The difference now is that these experiments don’t run wild: they’re reviewed, tested, and monitored. Governance ensures sensitive data is protected, compliance is covered, and outcomes are reliable. 

At Inclusion Cloud, we’re proud to be a ServiceNow Partner. If the AI Control Tower is on your roadmap, we can help you accelerate the journey with certified professionals who know how to make these tools work for your business. 

Q&A: What Business Leaders Want to Know 

Q: Is ServiceNow AI Control Tower only for technical teams? 
No. While IT and AI experts use it daily, the real value is cross-functional. Legal, compliance, and risk teams use the same dashboards as developers and product managers. This ensures everyone works with the same source of truth. 

Q: How does it help with compliance? 
Control Tower maps AI systems to frameworks like GDPR, HIPAA, or the EU AI Act.

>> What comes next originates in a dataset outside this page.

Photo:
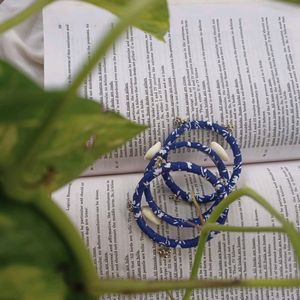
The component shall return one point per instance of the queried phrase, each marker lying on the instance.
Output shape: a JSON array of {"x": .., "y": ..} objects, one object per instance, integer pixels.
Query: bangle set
[{"x": 159, "y": 165}]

It also runs impact assessments that automatically surface risks such as bias, privacy issues, or reputational damage—making it easier to prove compliance. 

Q: Can it monitor third-party AI systems, not just ServiceNow? 
Yes. One of its strongest features is that it can track AI systems and agents built in-house, hosted on other clouds, or purchased from third-party vendors. This gives leaders a single view across the entire AI landscape. 

Q: Isn’t this just another dashboard? 
Not really. Unlike monitoring tools, AI Control Tower connects governance directly with workflows. That means when an issue appears—say, a model drifting—automatic workflows can trigger remediation steps instead of just reporting the problem. 

Q: What’s the business case? 
Leaders gain visibility into ROI. You can see whether AI systems are actually saving costs, improving productivity, or creating risks. That shifts AI from hype to measurable business impact. 

Q: Who owns AI Control Tower in the organization? 
Typically, it’s managed by an AI Center of Excellence (CoE), which includes IT leaders, risk officers, compliance, and sometimes a Chief AI Officer. But business units also interact with it when proposing or reviewing AI use cases.